If you’re a Microsoft Office user, and want to be able to edit your files online then you’re probably going to want to go with Dropbox. While Google Drive offers online editing of office productivity files, it only allows you to edit Google Docs, Sheets and Slides natively online—for other file types you’ll have to download the file and re-upload. While that doesn’t sound like a lot of extra work, try it a few dozen times and you’ll see why there’s a bit of frustration to be found in this type of setup. Dropbox on the other hand fully integrates with Office365, so you’re able to edit your Word files right in MS Word and then have them sync seamlessly right back to the cloud.
While Dropbox has a relatively strong search, it just can’t compare to the search driving Google Drive which allows you to search not only file names but inside the files as well. You can even scan PDF files for text and images as well as the metadata embedded within the images. When you need real-time collaboration and editing, Google Drive is the clear winner. You can literally hop on the phone with a client, open the same file and see what the other person is typing—as they type it. With Dropbox you can both be editing the same file, but you’ll get a notice that there’s a file conflict that has to be resolved before saving, or you’ll get a second version of your file to contend with. While this is still a valid method of collaboration, it isn’t quite as seamless as the option with Google Drive.

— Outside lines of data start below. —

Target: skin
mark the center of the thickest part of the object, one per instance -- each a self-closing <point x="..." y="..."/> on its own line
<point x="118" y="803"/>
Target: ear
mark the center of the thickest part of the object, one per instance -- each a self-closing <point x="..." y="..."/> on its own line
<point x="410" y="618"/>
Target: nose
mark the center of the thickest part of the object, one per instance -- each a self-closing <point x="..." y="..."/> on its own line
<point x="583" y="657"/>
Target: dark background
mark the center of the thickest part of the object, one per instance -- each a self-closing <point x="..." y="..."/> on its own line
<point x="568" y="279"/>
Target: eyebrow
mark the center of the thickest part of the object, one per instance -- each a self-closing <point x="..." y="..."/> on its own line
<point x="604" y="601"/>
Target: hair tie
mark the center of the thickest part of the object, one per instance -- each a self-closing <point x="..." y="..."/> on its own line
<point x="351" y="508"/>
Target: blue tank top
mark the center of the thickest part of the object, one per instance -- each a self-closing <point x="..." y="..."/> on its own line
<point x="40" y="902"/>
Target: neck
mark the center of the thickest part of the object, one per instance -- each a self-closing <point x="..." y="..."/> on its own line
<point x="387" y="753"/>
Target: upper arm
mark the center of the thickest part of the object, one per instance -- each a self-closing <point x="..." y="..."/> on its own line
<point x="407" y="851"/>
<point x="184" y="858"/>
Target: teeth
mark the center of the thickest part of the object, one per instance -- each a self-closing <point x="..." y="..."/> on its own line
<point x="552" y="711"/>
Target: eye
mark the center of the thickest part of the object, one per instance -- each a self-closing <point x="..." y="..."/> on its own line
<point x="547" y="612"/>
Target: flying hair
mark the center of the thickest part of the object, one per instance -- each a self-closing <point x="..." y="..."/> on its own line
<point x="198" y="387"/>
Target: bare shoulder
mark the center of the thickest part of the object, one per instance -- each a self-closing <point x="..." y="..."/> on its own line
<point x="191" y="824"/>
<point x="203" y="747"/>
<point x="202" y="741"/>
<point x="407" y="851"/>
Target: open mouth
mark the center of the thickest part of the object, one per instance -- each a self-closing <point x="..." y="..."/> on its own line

While both Dropbox and Google Drive offer significant file sharing functionality, only Dropbox has what feels like fully integrated native file sharing directly from your PC or Mac. Drive file sharing works well from the web app, but the desktop app doesn’t have the same level of support. Dropbox not only syncs automatically, but requires a great deal less work on both sides of the sharing equation.
Storage for the Price
In possibly the most important difference, Google Drive edges out Dropbox by offering more free storage and deeper discounts on paid storage as well. While prices can change drastically based on the time of year or the various discounts being offered, in general Google Drive offers more storage for less money on a monthly or annual basis than does Dropbox. Dropbox makes getting more storage incredibly simple, but it is on the pricier side.
Looking at the two different options, it can be difficult to determine a clear winner and loser—both Google Drive and Dropbox offer many wonderful options for users. What the choice boils down to is your preference for collaboration and file types: if you prefer Office software and editing within the suite of products, you should probably go with Dropbox. However, if Google apps are your cup of tea, then Google Drive gives you the functionality that you need at a great price.